Yealands "The Crossings" Pinot Noir 2015 ~ Marlborough, New Zealand
91/100 Wine Enthusiast
Bronze - Decanter World Wine Awards
Bronze - International Wine Challenge
Gold - Sydney International Wine Competition
Bronze - The TEXSOM International Wine Awards
Bronze - Air New Zealand Wine Awards
The Winemaker - "This expressive Pinot Noir has lifted aromas of black plums and violets. Ripe berry fruit flavors combine with savory notes on the palate to produce a wine that is both elegant and approachable."
Wine Spectator - "Shows an appealing, smoky edge to the mahogany, espresso and nutmeg details, with dense plum and blackberry flavors. Firm on the finish. Drink now through 2026."
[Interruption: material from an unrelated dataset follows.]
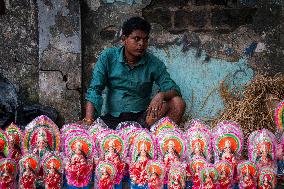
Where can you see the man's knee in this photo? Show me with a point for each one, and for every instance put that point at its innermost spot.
(178, 104)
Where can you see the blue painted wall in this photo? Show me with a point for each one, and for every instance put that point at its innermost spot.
(199, 79)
Wine Enthusiast - "A medley of ripe raspberry, cherry, chocolate, cola, wet earth, baking spices and herbs all play together in this medium-bodied wine. Silky tannins and a slippery texture harmonize on the palate, with a final herbaceous note that lingers. Drink now–2020."
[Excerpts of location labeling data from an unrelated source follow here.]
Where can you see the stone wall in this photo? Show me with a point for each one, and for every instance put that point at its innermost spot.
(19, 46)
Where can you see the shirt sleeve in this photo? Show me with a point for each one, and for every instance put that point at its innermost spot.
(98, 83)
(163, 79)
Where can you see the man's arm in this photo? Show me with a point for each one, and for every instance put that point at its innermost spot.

The Crossings are part of Peter Yealands' Yealands Wine Group, an award winning producer that won New Zealand Wine Producer of the Year in the 2014 International Wine & Spirit Competition. Yealands can boast New Zealand's top red wine (2014 International Wine Challenge) and the World's best Sauvignon Blanc (2012 International Wine Challenge). The company has also won recognition for it's sustainable approach to wine production, winning multiple "Green Company of the Year" awards.
Marlborough is New Zealand's most important wine region. Situated at the north-eastern tip of the South Island, this dry, sunny region produces around three-quarters of all New Zealand wine. While most famous for its Sauvignon Blanc this cold climate region is also a large producer of Pinot Noir and Pinot Gris - grapes which thrive in cold climate regions. Commercial scale viticulture began in Marlborough the 1970s – it conquered the world within 25 years!
The Awatere Valley is on the seaward side of Marlborough, in a valley running parallel with the east coast of the South Island. The Awatere River, which flows south from Clifford Bay, gives the region its name – awatere meaning 'fast-flowing river' in the local Maori dialect. The Wither Hills in the north separate Awatere from the Wairau Valley.